Sailing around the world, launching a rocket into space, flying solo across an ocean, dog sledding in the Iditarod, winning a British Open golf tournament, climbing Everest -- in every case, weather is the challenge.
Automobiles make weather irrelevant. Only a blizzard, tornado or major flood can crack the waterproof, soundproof, aerodynamic, air-conditioned oyster of a modern car or truck. A typical automobile road trip is no more adventurous than an afternoon in church.
My motorcycle trip, on the other hand, continued to be more adventurous than planned -- so adventurous, in fact, that on my ride from Morehead City to Kill Devil Hills, N.C., my replacement camera remained in its case, inside a dry sack, packed in the tank bag, encased in a rain cover held down by bungee cords and I have no pictures of that day's leg.

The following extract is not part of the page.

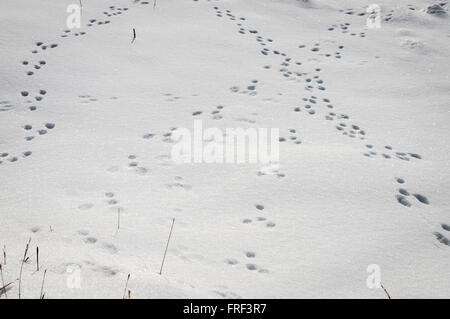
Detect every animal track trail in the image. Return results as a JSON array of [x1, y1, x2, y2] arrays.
[[363, 143, 423, 162], [30, 40, 59, 56], [210, 2, 431, 223], [211, 2, 425, 163], [0, 151, 33, 165], [0, 121, 54, 166], [6, 2, 148, 169], [212, 5, 309, 86]]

It's too bad, too. It included two ferry rides, swamped highways, towns named Atlantic, Sealevel, Whalebone, Nags Head and Salvo, light houses and drifting sand dunes. With thunderstorms and five to six inches of rain predicted, the local weather was the lead national story on the Weather Channel. The radar showed a big blob of adventure being pushed ashore by light easterly winds.
I almost chickened out. The forecast for inland Raleigh was better -- partly cloudy with showers beginning in the afternoon. The online NOAA forecast, however, was winds of no more than 15 miles per hour at the Outer Banks. That much wind wouldn't spoil a day of golf in Hawaii. I went for it.
It's 25 miles from where the road ends northeast of Morehead City to Okracoke Island
My route took me from Cedar Isle, which was awash, 25 miles across Pamlico Sound to Okracoke Island, the southernmost point of North Carolina's Outer Banks. I drove to the north end of Okracoke and took a second ferry to Hatteras Island. From there, I rode up the narrow strip of barrier-island sand to Kitty Hawk, made famous by Orville and Wilbur Wright.
I found a motel in Kill Devil Hills and brought my gear inside. The duffel bag with my clothes had wicked water up from the underside and most of my clothes were soaked, but otherwise everything was OK. I went looking for a laundromat to dry my clothes, but found a Mexican restaurant instead and warmed up with a burrito splashed with salsa and washed down with a cold beer.
It wasn't until I was leaving the next morning that I noticed the motel had a laundry room with a clothes dryer. Oh, well; changing into clean, dry clothes would just have to wait.